Non è un film semplice da metabolizzare. Una volta assunti per validi alcuni piccoli punti poco credibili della trama e dell’intreccio, ci sono due strade maestre per accettare questo film così com’è: porre l’attenzione sull’omnia vincit amor, che culla gli amanti anche oltre la vita; oppure vedere il lato morboso dell’attaccamento da parte di entrambi al concupito che non può fare ritorno.

Metabolizzare un lutto è un campo minato. Si attraversano le cinque fasi di elaborazione, spesso ripetendole e senza successione, con la speranza di superarle prima o poi. Rispetto al periodo in cui il dolore muta diverse volte prima di diventare sostenibile, esiste un prima e un dopo. Durante il film, la volontà di mantenere questo contatto a cavallo tra vita e morte impedisce ad Amy di metabolizzare la perdita di Ed. Così inizia l’ossessione del controllare sempre la posta, del cercare e lasciare messaggi. Piccole stelle morenti disperse nella volta celeste, in attesa che qualcuno possa raccogliere questi messaggi in bottiglie di vetro, destinati a non spiaggiarsi per l’eternità.

Tornatore propone una relazione d’amore estremamente morbosa, che ho trovato a tratti disturbante.
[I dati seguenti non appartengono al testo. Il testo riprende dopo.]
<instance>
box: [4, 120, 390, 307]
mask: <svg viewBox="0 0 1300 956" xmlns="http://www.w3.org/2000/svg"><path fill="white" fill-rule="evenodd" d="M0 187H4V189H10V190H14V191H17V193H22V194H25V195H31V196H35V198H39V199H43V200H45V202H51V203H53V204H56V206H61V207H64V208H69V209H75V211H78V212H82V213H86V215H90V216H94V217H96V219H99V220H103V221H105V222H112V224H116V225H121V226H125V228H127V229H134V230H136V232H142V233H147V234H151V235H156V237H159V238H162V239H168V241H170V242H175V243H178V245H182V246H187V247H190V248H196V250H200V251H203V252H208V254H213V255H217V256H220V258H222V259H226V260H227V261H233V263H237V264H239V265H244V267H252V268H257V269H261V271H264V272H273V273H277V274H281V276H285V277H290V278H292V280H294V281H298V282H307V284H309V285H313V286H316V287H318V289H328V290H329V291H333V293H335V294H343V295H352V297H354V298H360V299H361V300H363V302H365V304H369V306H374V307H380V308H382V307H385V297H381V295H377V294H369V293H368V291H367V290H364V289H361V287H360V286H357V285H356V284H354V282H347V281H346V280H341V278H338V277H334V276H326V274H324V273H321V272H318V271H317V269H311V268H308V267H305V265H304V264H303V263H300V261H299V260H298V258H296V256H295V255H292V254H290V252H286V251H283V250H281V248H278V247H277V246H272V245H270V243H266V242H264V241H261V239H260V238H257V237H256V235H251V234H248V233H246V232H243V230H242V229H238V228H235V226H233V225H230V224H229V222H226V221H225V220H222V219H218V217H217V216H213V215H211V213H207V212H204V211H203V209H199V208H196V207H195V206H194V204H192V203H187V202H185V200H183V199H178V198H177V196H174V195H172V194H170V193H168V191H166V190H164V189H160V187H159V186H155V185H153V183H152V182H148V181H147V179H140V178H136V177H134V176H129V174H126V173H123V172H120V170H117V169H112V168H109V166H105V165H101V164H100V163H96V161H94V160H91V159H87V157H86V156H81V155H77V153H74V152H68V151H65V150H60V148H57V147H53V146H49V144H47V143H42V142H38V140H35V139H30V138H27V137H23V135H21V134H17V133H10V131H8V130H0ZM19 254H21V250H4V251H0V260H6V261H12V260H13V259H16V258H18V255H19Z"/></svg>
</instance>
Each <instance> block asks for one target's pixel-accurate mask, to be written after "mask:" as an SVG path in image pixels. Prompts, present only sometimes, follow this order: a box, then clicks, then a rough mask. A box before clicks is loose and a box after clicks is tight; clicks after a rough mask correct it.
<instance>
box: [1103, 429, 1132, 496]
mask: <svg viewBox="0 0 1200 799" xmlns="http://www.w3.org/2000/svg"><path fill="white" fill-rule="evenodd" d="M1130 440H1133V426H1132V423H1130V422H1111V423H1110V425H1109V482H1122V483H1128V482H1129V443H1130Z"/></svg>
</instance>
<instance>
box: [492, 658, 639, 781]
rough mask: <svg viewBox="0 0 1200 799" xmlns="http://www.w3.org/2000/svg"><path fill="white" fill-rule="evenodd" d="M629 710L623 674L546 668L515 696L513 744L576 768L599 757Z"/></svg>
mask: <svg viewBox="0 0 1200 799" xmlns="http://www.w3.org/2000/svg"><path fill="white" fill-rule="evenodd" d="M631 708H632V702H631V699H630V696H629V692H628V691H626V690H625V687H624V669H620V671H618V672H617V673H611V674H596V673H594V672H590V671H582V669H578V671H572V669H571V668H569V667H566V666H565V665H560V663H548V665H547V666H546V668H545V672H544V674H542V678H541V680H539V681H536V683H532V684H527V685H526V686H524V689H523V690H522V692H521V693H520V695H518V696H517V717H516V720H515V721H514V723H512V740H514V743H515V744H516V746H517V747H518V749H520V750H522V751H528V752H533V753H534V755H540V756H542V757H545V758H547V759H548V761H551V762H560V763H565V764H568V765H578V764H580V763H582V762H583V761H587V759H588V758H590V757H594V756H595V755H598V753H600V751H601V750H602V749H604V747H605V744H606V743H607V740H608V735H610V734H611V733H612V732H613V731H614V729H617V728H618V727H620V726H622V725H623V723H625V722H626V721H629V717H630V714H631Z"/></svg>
Costruita nei più struggenti dei panorami (tra cui la bellissima Isola di San Giulio), con una colonna sonora cucita su misura dal maestro Ennio Morricone. Il tema della vicinanza a distanza caro agli innamorati lontani viene trattato con delicatezza in ogni momento, sia esso di tristezza o felicità. Un ottimo Jeremy Irons trasmette perfettamente come assaporare la felicità data dalle piccole cose, e come sostenere con umanità i momenti di malinconia e difficoltà.

A che serve in questi casi la persistenza della memoria, tenendo viva e nuova una presenza che non può tornare? La risposta, forse, non è così scontata.

PS: c’è una scena in cui Amy ha un appuntamento particolare, imbarazzante da entrambe le parti. Notevole come in quel momento la colonna sonora sia Enjoy the Silence, esecuzione del brano dei Depeche Mode da parte di una voce femminile accompagnata da una chitarra acustica. Trasmette perfettamente la necessità, in momenti simili, di apprezzare il silenzio reciproco, piuttosto che fraintendersi con parole.